Leonard Cohen, Usher, Willie Nelson and Tokyo Police Club top this week's new music
Leonard Cohen. (Postmedia Network files)
ALBUMS OF THE WEEK
You Want it Darker
If you thought Leonard Cohen couldn’t get any darker … well, you’re probably right. Truth is, despite the title of his 14th album, the 82-year-old singer-poet isn’t changing his tune much here — not that he needs to. His third release since unretiring in 2008 continues his remarkable late-career renaissance, offering another gorgeously shaded collection of slow-pitched, gravel-throated odes to forsaken love, tested faith, impending death and world-weary loss (along with one that probably has nothing to do with the U.S. presidential election, but sure seems like it could). And thanks to the help of son and producer Adam, his philosophical musings and tender mercies come gently wrapped in a tastefully understated and lightly orchestrated mix of postmodern blues, gospel, country, mountain music and more. And don’t be fooled; despite all his talk of snuffed flames, leaving the table and getting out of the game, it’s clear Cohen is still enjoying himself way too much to turn out the lights just yet.
Every Time I Die
Devastation and desperation. They’ve been inspiration for countless artists. But few take it to the extremes of Buffalo’s Every Time I Die and Burbank’s Touche Amore, whose albums coincidentally chronicle horrific events in their singers’ recent pasts. ETID’s Keith Buckley struggles to endure a life-threatening health crisis faced by his pregnant wife, shrieking lyrics like “I saw the end and I was truly afraid” against metalcore tracks whose frenzied intensity parallels his emotional turmoil.

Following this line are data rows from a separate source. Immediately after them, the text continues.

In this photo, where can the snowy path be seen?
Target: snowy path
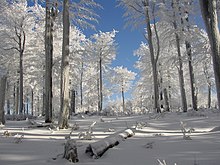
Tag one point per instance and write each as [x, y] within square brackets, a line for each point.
[40, 145]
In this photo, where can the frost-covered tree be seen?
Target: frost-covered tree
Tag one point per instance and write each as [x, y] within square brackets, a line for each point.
[2, 95]
[18, 20]
[103, 51]
[82, 14]
[210, 17]
[142, 12]
[122, 80]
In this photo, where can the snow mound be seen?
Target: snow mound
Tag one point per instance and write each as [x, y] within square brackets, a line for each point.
[215, 129]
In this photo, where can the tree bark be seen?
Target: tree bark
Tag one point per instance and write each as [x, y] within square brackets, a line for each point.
[191, 75]
[3, 80]
[8, 100]
[21, 83]
[166, 100]
[100, 84]
[73, 101]
[209, 13]
[180, 63]
[123, 99]
[153, 60]
[81, 87]
[32, 102]
[64, 108]
[48, 63]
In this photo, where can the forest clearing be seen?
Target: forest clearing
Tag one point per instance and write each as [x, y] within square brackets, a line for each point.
[157, 137]
[110, 82]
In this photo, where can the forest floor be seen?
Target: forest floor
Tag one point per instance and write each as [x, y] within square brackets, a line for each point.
[157, 137]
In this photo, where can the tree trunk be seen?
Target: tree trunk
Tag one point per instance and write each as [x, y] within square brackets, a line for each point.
[48, 63]
[73, 101]
[32, 102]
[209, 96]
[123, 99]
[64, 108]
[191, 74]
[17, 98]
[100, 84]
[81, 87]
[209, 13]
[180, 69]
[2, 98]
[21, 84]
[166, 100]
[153, 60]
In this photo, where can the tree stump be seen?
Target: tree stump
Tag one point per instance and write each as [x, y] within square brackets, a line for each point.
[70, 151]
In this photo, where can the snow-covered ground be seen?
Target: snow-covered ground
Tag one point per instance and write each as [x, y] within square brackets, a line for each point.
[159, 138]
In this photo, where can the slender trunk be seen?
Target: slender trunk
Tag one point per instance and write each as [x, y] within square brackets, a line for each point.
[21, 87]
[192, 77]
[100, 87]
[48, 63]
[2, 98]
[81, 87]
[181, 77]
[123, 99]
[209, 13]
[27, 102]
[17, 98]
[209, 96]
[32, 102]
[73, 101]
[191, 72]
[153, 60]
[180, 63]
[64, 108]
[14, 99]
[166, 100]
[8, 100]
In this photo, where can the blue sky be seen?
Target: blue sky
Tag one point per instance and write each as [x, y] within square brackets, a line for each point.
[111, 17]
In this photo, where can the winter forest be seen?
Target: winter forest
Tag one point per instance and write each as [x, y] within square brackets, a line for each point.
[59, 89]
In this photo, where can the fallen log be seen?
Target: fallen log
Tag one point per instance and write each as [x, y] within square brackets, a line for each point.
[97, 149]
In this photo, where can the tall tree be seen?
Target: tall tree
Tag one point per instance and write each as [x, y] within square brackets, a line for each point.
[123, 80]
[210, 17]
[175, 7]
[18, 24]
[104, 51]
[2, 95]
[51, 12]
[138, 12]
[64, 92]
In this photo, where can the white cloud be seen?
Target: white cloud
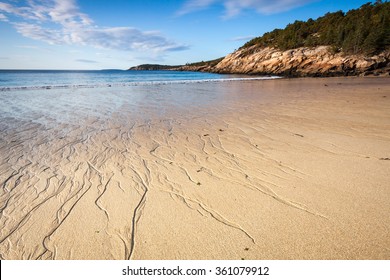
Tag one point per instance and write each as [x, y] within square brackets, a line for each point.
[3, 18]
[235, 7]
[61, 22]
[242, 38]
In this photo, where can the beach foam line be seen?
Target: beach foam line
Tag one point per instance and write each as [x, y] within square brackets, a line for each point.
[130, 84]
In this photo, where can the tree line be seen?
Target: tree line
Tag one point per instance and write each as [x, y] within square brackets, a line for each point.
[365, 30]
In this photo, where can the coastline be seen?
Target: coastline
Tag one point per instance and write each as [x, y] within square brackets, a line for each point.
[270, 169]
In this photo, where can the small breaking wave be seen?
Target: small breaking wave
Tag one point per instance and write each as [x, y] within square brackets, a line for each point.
[131, 84]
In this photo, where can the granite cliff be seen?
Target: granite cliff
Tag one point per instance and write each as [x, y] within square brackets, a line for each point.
[317, 61]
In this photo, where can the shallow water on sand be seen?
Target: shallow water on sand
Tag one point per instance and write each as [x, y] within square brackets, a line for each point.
[210, 170]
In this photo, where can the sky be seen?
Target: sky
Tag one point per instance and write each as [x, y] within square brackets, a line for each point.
[118, 34]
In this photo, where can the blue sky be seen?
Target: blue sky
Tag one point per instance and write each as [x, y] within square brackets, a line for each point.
[117, 34]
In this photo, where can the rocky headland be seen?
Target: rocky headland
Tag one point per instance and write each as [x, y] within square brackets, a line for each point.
[300, 62]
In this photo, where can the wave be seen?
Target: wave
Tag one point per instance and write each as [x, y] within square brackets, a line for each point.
[130, 84]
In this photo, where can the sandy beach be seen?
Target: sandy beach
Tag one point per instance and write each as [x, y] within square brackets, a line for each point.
[273, 169]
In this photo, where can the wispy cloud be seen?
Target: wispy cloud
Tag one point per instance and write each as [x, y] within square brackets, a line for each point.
[61, 22]
[3, 18]
[242, 38]
[235, 7]
[86, 61]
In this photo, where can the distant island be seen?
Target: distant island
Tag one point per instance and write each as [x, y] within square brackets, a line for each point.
[336, 44]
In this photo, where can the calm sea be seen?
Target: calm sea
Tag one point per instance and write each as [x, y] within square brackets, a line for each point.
[47, 79]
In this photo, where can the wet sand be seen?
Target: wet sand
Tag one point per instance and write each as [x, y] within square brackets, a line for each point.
[275, 169]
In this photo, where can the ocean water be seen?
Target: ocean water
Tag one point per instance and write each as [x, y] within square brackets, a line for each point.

Touche Amore’s Jeremy Bolm tries to cope with the death of his mother from cancer, working through his grief, regret and guilt — “Someone you love is gone; it leaves you fractured,” he confesses — while his bandmates temper their post-hardcore gallop and wallop with gloomier and more contemplative elements. In the process, both bands deliver the most intense and meaningful albums of their careers. Punk doesn’t get more real. Or more cathartic and compelling.
NOW HEAR THIS
Hard II Love
“I f---ed up,” claims Usher at the start of his eighth album. Romantically, perhaps. But musically? No chance. The darkly potent Hard II Love marks Raymond’s return to R&B form, ditching dance and pop for classic slow-burn grooves and and sensual lyrics — while still leaning forward with adventurous electronics and production. It’s the best of both worlds.
22, A Million
By the numbers? Not Justin Vernon. The restless Wisconsinite continues his artistic evolution on his third and most experimental disc to date. Moving beyond his indie-folk roots into atmospherically sombre, cryptically titled songs built around synths, samples, itchy textures and his tender falsetto, Vernon continues to defy expectations. And exceed them.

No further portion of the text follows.